Despite the dispute, Falcon continues to advance its downstream ambitions, including the development of a pilot plant and environmental permitting for a graphite processing facility in Morocco, targeting production in the second half of 2027.
This case is the third major arbitration brought against Guinea in recent months. Axis Minerals has reportedly filed a claim seeking $28 billion in damages, while Nimba Investment is also contesting the withdrawal of its mining licences. Together, these cases highlight growing investor concerns over regulatory stability in the country’s mining sector.
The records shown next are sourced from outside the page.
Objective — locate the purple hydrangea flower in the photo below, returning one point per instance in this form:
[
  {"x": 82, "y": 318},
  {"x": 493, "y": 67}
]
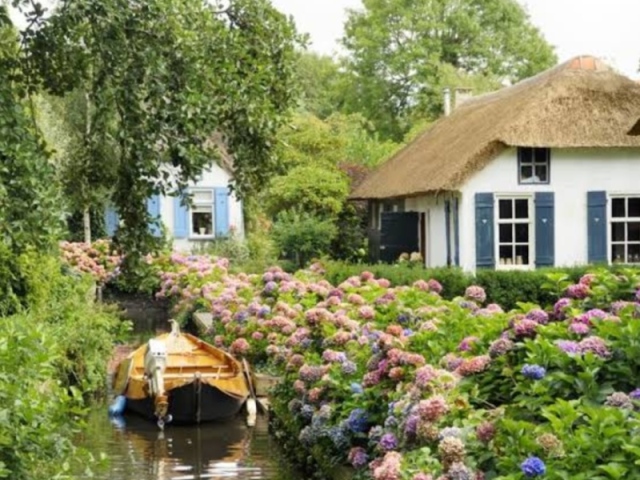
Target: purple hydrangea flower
[
  {"x": 533, "y": 467},
  {"x": 538, "y": 316},
  {"x": 534, "y": 372},
  {"x": 356, "y": 388},
  {"x": 349, "y": 367},
  {"x": 475, "y": 293},
  {"x": 358, "y": 421},
  {"x": 568, "y": 346},
  {"x": 358, "y": 457},
  {"x": 560, "y": 307},
  {"x": 388, "y": 442},
  {"x": 578, "y": 291}
]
Guinea’s Ministry of Mines has maintained that all permit withdrawals were conducted in full compliance with the Mining Code and existing contractual frameworks. Authorities argue that the measures were necessary to address non-compliance and to reallocate underperforming assets in line with national development objectives.
The outcome of these arbitration proceedings will be closely watched by mining investors and operators, particularly as Guinea seeks to position itself as a key supplier of critical minerals. Graphite, a strategic input for lithium-ion battery anodes, remains central to the global energy transition, and disputes such as Falcon’s risk influencing investor sentiment toward emerging supply jurisdictions.